After working on struct support in more detail, I have come to the realization that D structs cannot be implemented as .NET value type classes. Rather, they have to be implemented as reference type classes.

The short explanation is that while in IL value classes do not participate in garbage collection, D expects the GC to reap structs after they are no longer in use.

Interestingly enough, value types may be newobj-ed (not just created on the stack).

We can use a simple example to demonstrate the difference between value classes and reference classes.

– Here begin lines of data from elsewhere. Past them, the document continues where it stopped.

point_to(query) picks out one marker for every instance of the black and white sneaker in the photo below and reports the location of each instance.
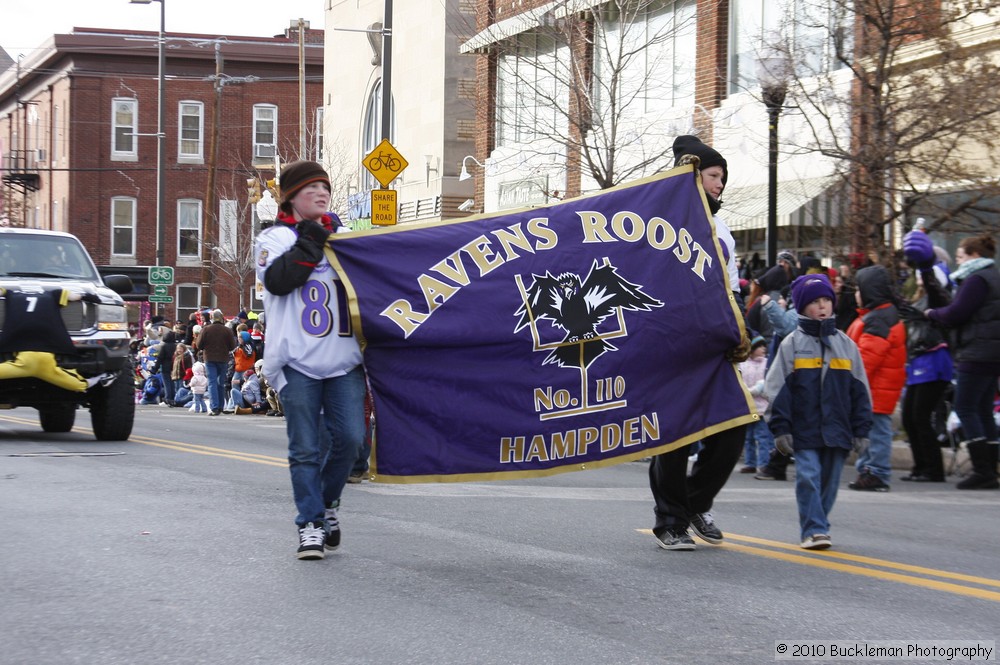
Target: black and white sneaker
(332, 528)
(867, 482)
(311, 539)
(704, 526)
(674, 539)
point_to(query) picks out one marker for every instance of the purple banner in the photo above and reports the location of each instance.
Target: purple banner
(559, 338)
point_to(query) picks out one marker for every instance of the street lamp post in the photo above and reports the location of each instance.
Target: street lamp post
(771, 72)
(160, 135)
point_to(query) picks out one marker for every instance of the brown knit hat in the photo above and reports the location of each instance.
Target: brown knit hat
(297, 175)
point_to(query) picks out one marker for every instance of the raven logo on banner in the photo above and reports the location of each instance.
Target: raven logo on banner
(469, 328)
(579, 308)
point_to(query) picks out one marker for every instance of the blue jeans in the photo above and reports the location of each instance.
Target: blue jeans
(216, 383)
(817, 478)
(325, 421)
(235, 395)
(168, 385)
(183, 396)
(877, 459)
(974, 395)
(759, 444)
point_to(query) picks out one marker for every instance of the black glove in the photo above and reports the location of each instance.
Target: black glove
(312, 232)
(738, 354)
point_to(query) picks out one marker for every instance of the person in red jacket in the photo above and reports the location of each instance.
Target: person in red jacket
(881, 336)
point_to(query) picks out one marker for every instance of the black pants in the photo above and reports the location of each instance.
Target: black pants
(678, 495)
(918, 408)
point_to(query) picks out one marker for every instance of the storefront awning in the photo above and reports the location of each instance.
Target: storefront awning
(745, 208)
(525, 21)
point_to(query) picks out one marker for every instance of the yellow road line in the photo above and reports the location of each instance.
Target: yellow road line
(827, 561)
(871, 561)
(209, 450)
(176, 445)
(819, 559)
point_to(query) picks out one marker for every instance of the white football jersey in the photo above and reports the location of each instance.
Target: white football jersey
(310, 328)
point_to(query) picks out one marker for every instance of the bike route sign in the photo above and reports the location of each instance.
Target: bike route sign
(385, 163)
(161, 275)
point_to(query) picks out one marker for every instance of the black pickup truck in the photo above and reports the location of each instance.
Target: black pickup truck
(34, 263)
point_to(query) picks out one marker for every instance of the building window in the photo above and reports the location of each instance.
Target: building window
(188, 228)
(319, 135)
(670, 55)
(122, 226)
(188, 300)
(817, 29)
(265, 131)
(191, 137)
(373, 129)
(123, 128)
(531, 88)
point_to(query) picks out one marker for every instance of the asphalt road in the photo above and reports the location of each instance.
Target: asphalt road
(179, 547)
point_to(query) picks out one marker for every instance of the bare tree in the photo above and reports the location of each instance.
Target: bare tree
(597, 87)
(917, 117)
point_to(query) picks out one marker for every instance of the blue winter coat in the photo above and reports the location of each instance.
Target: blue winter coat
(817, 389)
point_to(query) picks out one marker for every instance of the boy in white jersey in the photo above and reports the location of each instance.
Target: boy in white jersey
(313, 359)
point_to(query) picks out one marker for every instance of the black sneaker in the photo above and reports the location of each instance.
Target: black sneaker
(769, 473)
(332, 529)
(704, 526)
(675, 539)
(866, 482)
(311, 538)
(978, 481)
(817, 541)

If we compile the following program using the IL assembler (ILASM) and run it, nothing gets printed on the screen:

.assembly extern mscorlib {}
.assembly 'test' {}

.class public value auto Test
{
.field public int32 i

.method public void .ctor()
{
ret
}
.method virtual family void Finalize()
{
ldstr "finalizing..."
call void [mscorlib]System.Console::WriteLine(string)
ret
}
}
//--------------------------------------------------------------
// main program
//--------------------------------------------------------------
.method public static void main ()
{
.entrypoint
.locals init (
class Test t
)
newobj instance void Test::.ctor()
stloc 't'
ret
}


But if we changed the declaration of the Test class from a value type to class, like this:

.class public auto Test

we could see "finalizing..." printed, a confirmation that the destructor (the Finalize method) is being invoked by the garbage collector. All it takes is removing "value" from the declaration.

In IL, value types have no self-describing type information attached. I suspect that the reason for not having them being garbage collected is that, without type information, the system cannot possibly know which (virtual) Finalize method to call (note that although C# struct are implemented as sealed value classes, "sealed" and "value" are orthogonal).

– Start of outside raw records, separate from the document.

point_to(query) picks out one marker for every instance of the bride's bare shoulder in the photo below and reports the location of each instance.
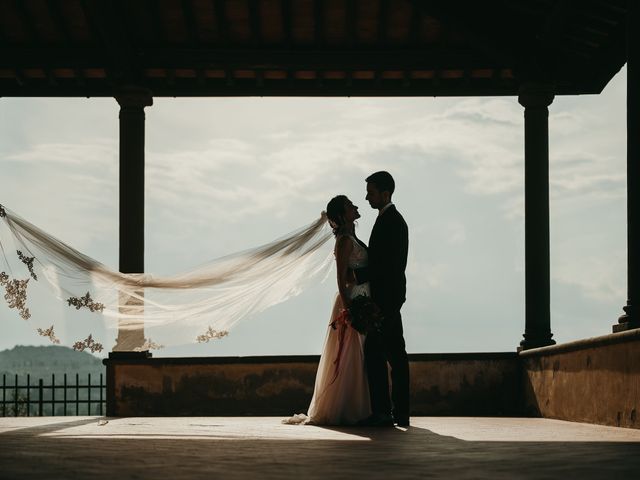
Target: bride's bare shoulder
(344, 244)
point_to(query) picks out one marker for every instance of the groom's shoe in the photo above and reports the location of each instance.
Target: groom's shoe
(376, 420)
(402, 422)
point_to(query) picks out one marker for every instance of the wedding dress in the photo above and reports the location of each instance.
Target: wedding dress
(341, 392)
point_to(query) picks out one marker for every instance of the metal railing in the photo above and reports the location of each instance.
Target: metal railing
(39, 399)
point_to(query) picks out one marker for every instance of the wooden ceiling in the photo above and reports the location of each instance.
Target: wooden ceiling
(308, 47)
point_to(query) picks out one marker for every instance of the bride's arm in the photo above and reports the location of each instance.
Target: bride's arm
(344, 246)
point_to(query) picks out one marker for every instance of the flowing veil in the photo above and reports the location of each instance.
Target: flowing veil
(147, 311)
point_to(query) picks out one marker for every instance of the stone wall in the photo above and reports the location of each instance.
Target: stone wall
(441, 384)
(596, 380)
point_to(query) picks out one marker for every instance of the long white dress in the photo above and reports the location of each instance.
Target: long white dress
(341, 392)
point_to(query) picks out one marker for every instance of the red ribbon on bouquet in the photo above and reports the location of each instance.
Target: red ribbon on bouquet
(341, 323)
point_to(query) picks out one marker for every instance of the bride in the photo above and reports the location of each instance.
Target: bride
(341, 392)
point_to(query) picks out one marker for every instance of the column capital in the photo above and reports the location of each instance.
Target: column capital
(536, 94)
(134, 97)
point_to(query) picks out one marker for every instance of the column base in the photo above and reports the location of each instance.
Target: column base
(628, 320)
(530, 342)
(624, 326)
(129, 355)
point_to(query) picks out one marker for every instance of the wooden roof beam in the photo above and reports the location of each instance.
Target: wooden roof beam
(105, 19)
(220, 8)
(190, 22)
(53, 8)
(383, 21)
(451, 15)
(319, 18)
(254, 21)
(287, 22)
(321, 59)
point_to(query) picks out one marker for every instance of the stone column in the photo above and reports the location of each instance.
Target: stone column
(631, 317)
(535, 98)
(132, 103)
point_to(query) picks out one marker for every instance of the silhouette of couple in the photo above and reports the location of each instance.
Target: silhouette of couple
(352, 382)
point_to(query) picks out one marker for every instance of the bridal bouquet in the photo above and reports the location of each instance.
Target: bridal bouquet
(364, 314)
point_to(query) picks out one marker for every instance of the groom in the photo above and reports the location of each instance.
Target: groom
(388, 248)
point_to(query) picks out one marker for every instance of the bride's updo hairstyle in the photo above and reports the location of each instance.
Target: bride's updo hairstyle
(335, 213)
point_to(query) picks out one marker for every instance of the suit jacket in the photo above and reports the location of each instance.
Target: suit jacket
(388, 248)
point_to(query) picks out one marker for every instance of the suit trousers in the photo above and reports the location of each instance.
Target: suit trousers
(380, 348)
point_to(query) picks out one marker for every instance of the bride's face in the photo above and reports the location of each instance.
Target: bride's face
(351, 213)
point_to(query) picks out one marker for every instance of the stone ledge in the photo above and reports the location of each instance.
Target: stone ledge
(273, 359)
(610, 339)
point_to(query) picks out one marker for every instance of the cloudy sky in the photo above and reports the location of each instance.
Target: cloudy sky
(231, 173)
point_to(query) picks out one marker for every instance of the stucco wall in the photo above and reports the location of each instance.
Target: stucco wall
(441, 384)
(595, 380)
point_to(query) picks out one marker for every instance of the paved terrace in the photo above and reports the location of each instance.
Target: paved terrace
(261, 447)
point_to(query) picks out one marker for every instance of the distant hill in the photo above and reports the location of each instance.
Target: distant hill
(41, 362)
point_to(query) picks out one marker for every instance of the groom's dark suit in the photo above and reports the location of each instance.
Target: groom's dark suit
(388, 247)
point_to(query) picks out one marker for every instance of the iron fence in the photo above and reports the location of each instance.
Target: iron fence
(40, 399)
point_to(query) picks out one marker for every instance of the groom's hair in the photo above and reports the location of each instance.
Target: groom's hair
(383, 181)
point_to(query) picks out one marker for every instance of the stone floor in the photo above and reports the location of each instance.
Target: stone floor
(250, 447)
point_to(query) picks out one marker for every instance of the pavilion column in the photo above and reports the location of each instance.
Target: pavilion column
(535, 98)
(132, 119)
(631, 317)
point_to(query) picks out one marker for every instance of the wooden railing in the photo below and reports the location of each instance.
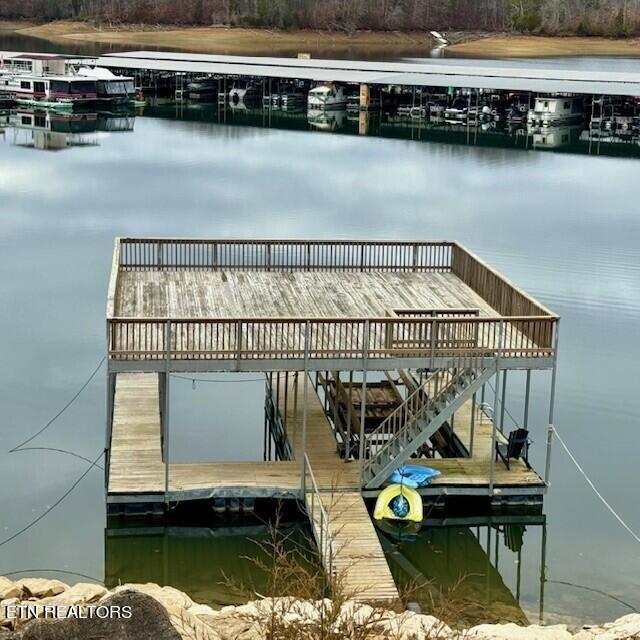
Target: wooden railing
(502, 294)
(282, 338)
(284, 255)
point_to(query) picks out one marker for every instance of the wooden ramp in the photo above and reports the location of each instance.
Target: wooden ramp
(358, 560)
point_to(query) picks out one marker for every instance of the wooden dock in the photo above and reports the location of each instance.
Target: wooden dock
(372, 73)
(294, 309)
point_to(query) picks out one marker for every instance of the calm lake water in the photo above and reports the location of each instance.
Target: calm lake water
(563, 225)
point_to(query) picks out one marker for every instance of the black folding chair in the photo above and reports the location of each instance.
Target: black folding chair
(517, 447)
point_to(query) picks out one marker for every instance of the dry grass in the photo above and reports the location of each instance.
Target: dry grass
(303, 603)
(543, 46)
(231, 40)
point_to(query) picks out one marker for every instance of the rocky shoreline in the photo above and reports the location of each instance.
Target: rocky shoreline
(39, 609)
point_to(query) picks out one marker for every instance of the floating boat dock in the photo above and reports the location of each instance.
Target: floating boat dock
(427, 324)
(416, 74)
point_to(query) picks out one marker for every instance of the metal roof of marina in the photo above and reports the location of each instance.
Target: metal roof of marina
(430, 73)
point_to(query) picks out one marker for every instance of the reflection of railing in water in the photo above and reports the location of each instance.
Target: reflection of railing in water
(470, 548)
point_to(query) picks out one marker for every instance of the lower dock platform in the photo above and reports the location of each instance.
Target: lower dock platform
(137, 474)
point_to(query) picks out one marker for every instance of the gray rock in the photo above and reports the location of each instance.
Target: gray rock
(149, 621)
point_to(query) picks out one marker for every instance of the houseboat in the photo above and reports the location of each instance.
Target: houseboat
(49, 91)
(110, 88)
(548, 111)
(243, 95)
(327, 96)
(203, 89)
(50, 81)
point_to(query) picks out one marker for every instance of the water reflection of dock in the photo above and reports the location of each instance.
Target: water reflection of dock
(578, 139)
(195, 560)
(460, 558)
(463, 556)
(50, 130)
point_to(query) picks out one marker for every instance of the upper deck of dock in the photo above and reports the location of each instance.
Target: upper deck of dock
(264, 305)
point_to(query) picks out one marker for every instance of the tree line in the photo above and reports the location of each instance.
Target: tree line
(581, 17)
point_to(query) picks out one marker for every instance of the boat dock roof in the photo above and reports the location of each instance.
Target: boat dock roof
(424, 73)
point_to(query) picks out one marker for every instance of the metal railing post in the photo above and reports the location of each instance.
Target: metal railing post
(305, 400)
(167, 407)
(552, 399)
(492, 459)
(363, 399)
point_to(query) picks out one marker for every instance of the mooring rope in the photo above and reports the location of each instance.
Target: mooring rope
(590, 482)
(66, 406)
(593, 486)
(55, 449)
(55, 504)
(598, 591)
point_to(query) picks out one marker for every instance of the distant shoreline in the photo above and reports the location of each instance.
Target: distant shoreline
(236, 40)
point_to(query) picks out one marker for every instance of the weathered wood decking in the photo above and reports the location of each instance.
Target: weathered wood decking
(215, 305)
(262, 294)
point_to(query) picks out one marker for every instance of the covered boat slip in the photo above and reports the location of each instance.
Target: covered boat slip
(431, 74)
(428, 312)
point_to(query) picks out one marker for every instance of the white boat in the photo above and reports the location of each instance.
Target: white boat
(546, 137)
(49, 91)
(327, 96)
(549, 112)
(50, 81)
(109, 87)
(243, 95)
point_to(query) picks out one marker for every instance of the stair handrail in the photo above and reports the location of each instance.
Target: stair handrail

D supports the contract programming paradigm, and class invariants is one of its core concepts.

The idea is that the user can write a special method named "invariant", which tests that certain properties of a class or struct hold. In debug mode, the D compiler inserts "probing points" throughout the lifetime of the class (or struct), ensuring that this function is automatically called: after construction, before and after execution of public methods, and before destruction.

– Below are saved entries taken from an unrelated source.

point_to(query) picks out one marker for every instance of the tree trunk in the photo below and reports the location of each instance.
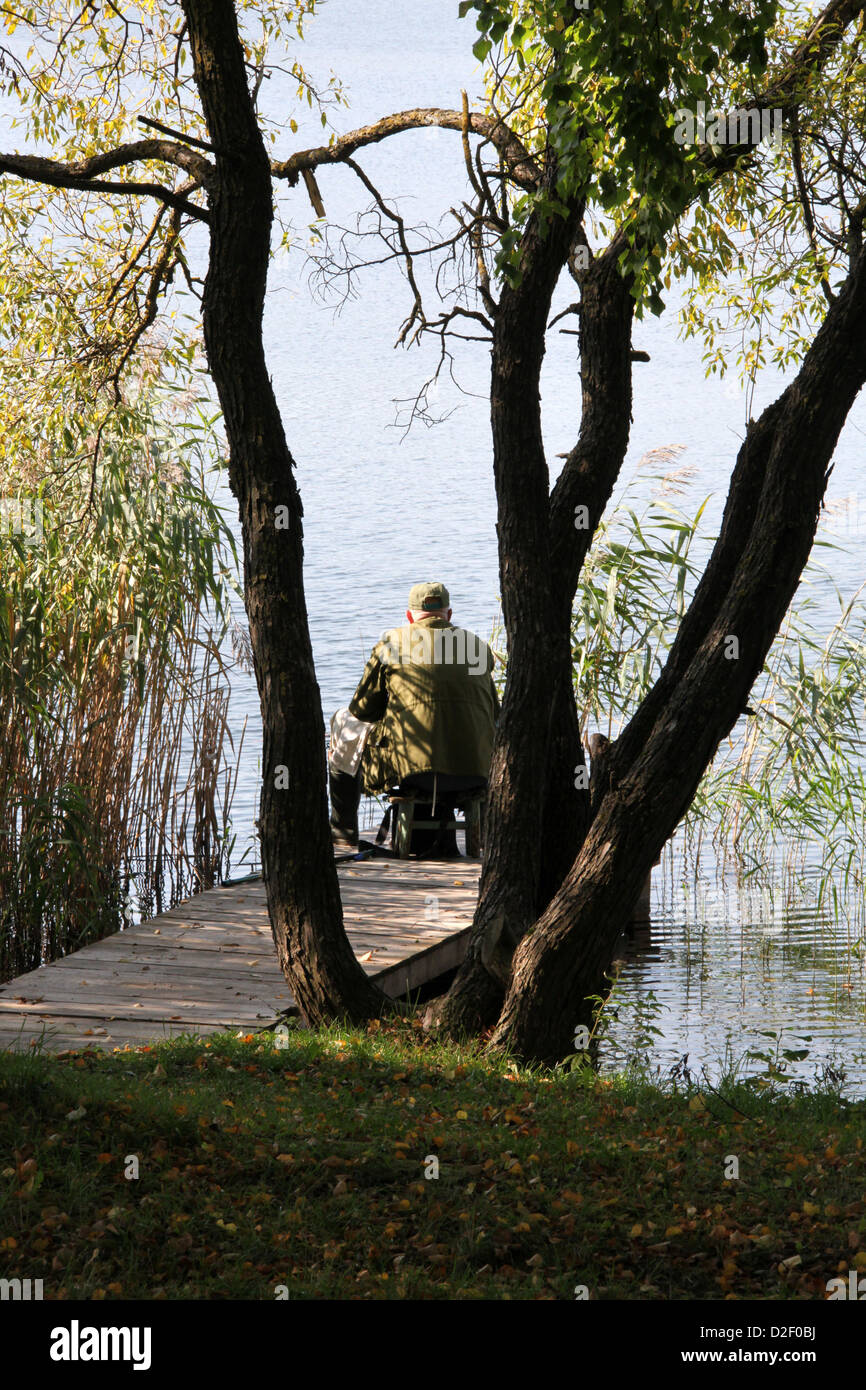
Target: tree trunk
(296, 852)
(535, 705)
(765, 541)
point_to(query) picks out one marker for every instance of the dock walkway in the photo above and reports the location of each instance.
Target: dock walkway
(210, 963)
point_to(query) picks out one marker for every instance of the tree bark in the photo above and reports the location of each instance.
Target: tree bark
(654, 770)
(538, 688)
(298, 859)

The natural mechanism for implementing the last statement is to generate a call to the invariant method at the top the destructor function body. But if the destructor is never called then we've got a problem.

So having destructors work correctly is not just a matter of collecting memory after the struct expires, but it is also crucial to contract programming in D.

Assignment to structs and passing in and to functions may become heavier weight in D.NET than in the native, Digital Mars D compiler (albeit this is something that I have to measure) by implementing structs as reference type classes, but it is necessary in order to support important D language features.

3 comments:

Max Lybbert said...

Very interesting.

I tried the IL example, and was not able to get it to compile with my copy of ILASM until I added "class" in front of Test t (line 26):

.locals init(
class Test t
)

This was necessary for both examples.

Cristache said...

I just tried with the versions of ILASM as shipped with Visual Studio 2003, 2005 and 2008 and I stand corrected.

You are absolutely right, thanks for pointing out the error.

I was logged in a Linux box when I wrote the post; mono's ILASM compiled the code just fine. This adds another piece of evidence against mono :)

Max Lybbert said...

I simply wanted to make sure anybody else trying the examples won't have much trouble.

I don't have an opinion either way on mono's (probably unintended) extension. But your posts are getting me interested in VM assembly code (so long as it's not JVM bytecode, I gave up on finding anything useful in that a long time ago).